"Asla bir Karadenizli ile evlenmem!"
Kendime yediremiyordum. Benimle evlenmek istediğini annesinin aracılığıyla ileten bu adam; kendini şimdi bana farklı bir kişi olarak tanıtıyordu.İntikam almam artık kaçınılmazdı.

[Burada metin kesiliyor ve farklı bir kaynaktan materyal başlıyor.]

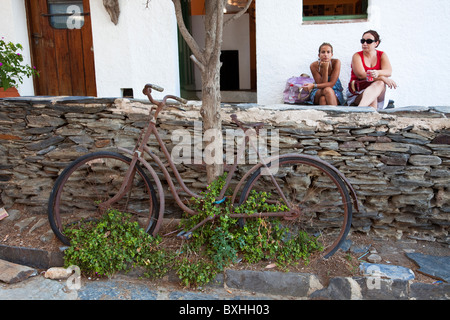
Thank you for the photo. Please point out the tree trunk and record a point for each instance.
(208, 60)
(212, 122)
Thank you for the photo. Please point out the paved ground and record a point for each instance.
(233, 285)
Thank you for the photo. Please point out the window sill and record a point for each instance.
(333, 21)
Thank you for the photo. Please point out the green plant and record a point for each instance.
(113, 244)
(12, 70)
(223, 242)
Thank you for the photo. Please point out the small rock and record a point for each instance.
(374, 258)
(24, 223)
(387, 271)
(38, 224)
(13, 273)
(57, 273)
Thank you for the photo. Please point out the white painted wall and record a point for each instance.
(143, 46)
(141, 49)
(13, 27)
(414, 33)
(236, 36)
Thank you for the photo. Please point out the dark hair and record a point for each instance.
(326, 44)
(375, 35)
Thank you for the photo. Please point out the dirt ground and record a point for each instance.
(15, 231)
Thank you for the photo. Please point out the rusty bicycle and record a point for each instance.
(319, 198)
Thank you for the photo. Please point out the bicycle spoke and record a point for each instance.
(90, 183)
(319, 201)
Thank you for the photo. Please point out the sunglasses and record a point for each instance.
(369, 41)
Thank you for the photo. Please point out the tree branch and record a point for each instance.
(239, 14)
(196, 50)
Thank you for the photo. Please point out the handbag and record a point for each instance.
(356, 86)
(294, 92)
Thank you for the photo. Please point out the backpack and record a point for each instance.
(293, 92)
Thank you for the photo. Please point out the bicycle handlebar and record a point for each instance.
(147, 92)
(153, 86)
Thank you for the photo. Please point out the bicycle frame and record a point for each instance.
(141, 148)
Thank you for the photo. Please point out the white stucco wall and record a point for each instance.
(236, 36)
(142, 48)
(414, 35)
(13, 27)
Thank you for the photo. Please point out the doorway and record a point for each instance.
(62, 48)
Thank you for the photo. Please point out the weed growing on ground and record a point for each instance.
(115, 243)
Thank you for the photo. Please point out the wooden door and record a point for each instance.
(62, 48)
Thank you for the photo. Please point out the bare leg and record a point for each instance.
(371, 94)
(330, 97)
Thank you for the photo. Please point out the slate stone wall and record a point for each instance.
(397, 160)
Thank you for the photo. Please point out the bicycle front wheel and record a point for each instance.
(91, 180)
(317, 197)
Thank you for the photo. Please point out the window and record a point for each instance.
(316, 10)
(66, 14)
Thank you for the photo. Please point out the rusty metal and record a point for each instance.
(141, 148)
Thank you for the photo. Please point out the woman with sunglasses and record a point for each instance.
(371, 72)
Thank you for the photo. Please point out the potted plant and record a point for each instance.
(12, 69)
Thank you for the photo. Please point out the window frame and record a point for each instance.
(338, 18)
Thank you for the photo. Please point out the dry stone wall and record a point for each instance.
(397, 160)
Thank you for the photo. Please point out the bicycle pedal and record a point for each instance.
(184, 235)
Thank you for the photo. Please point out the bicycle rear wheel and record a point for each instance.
(91, 180)
(317, 196)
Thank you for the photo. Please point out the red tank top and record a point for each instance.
(366, 68)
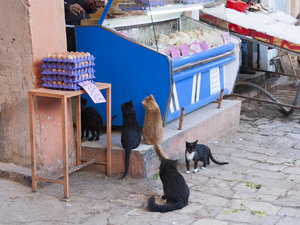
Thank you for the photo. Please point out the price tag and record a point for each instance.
(166, 52)
(226, 37)
(92, 91)
(203, 45)
(195, 47)
(185, 50)
(121, 32)
(175, 52)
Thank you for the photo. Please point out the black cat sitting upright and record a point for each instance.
(176, 191)
(131, 133)
(91, 121)
(198, 152)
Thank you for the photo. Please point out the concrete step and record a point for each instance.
(204, 124)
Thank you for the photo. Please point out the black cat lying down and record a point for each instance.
(176, 191)
(198, 152)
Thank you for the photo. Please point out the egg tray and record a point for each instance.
(78, 78)
(68, 72)
(68, 63)
(69, 85)
(154, 2)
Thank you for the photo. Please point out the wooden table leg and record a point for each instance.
(65, 147)
(108, 131)
(32, 142)
(78, 126)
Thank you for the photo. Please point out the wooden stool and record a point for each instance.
(64, 95)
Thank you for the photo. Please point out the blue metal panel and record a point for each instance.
(202, 55)
(184, 87)
(134, 71)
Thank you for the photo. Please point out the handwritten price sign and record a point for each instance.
(203, 45)
(185, 50)
(175, 52)
(92, 91)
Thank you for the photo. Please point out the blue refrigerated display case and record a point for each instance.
(135, 51)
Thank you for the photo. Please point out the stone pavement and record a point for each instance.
(261, 185)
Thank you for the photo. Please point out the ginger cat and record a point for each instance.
(153, 131)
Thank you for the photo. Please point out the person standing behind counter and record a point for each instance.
(75, 11)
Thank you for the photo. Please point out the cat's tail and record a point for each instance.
(127, 157)
(159, 151)
(153, 207)
(216, 162)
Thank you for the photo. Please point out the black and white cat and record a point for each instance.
(131, 132)
(176, 191)
(198, 152)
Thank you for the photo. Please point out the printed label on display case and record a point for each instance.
(121, 32)
(166, 52)
(92, 91)
(203, 45)
(195, 47)
(185, 50)
(215, 85)
(226, 37)
(175, 53)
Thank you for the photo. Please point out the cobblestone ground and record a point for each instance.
(260, 185)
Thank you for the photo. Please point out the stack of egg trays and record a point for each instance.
(68, 72)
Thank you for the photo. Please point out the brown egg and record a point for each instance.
(48, 56)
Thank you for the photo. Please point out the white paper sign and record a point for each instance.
(92, 91)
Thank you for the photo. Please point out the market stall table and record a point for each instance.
(64, 95)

“Evli misin?” diye sorduğumda şaşırdı.
“Hayır,” dedi. Soğukkanlılığımı korumaya çalışarak devam ettim.
“Peki, nişanlı olabilir misin ya da bir kız arkadaşın var mı?” derken göz ucuyla ellerine baktım. Bunu bilinçli yapıyordum.Sorduğum sorular onu şüphelendirmiş olmalıydı ki, bana tereddütle bakarken yine, “Hayır,” dedi.
“Güzel!” dedim neşeyle.
“Beni kaçırsana!”
Kendini sıradan biri sanan, aşka inanmayan Şahsenem, intikam uğruna giriştiği bir oyunda, aşk ve inanışları arasında kalınca tüm planları alt üst olur.Şimdi risk alma sırası kendisine gelmiştir; bu oyunda hem kalbini hem de kendini korumak zorundadır.
Peki ama hiç beklemediği bir anda gelen aşka karşı koyabilir miydi kalbi?
Hem, aşk bir masal değil miydi?
O zaman, masallar nasıl gerçek olabilirdi?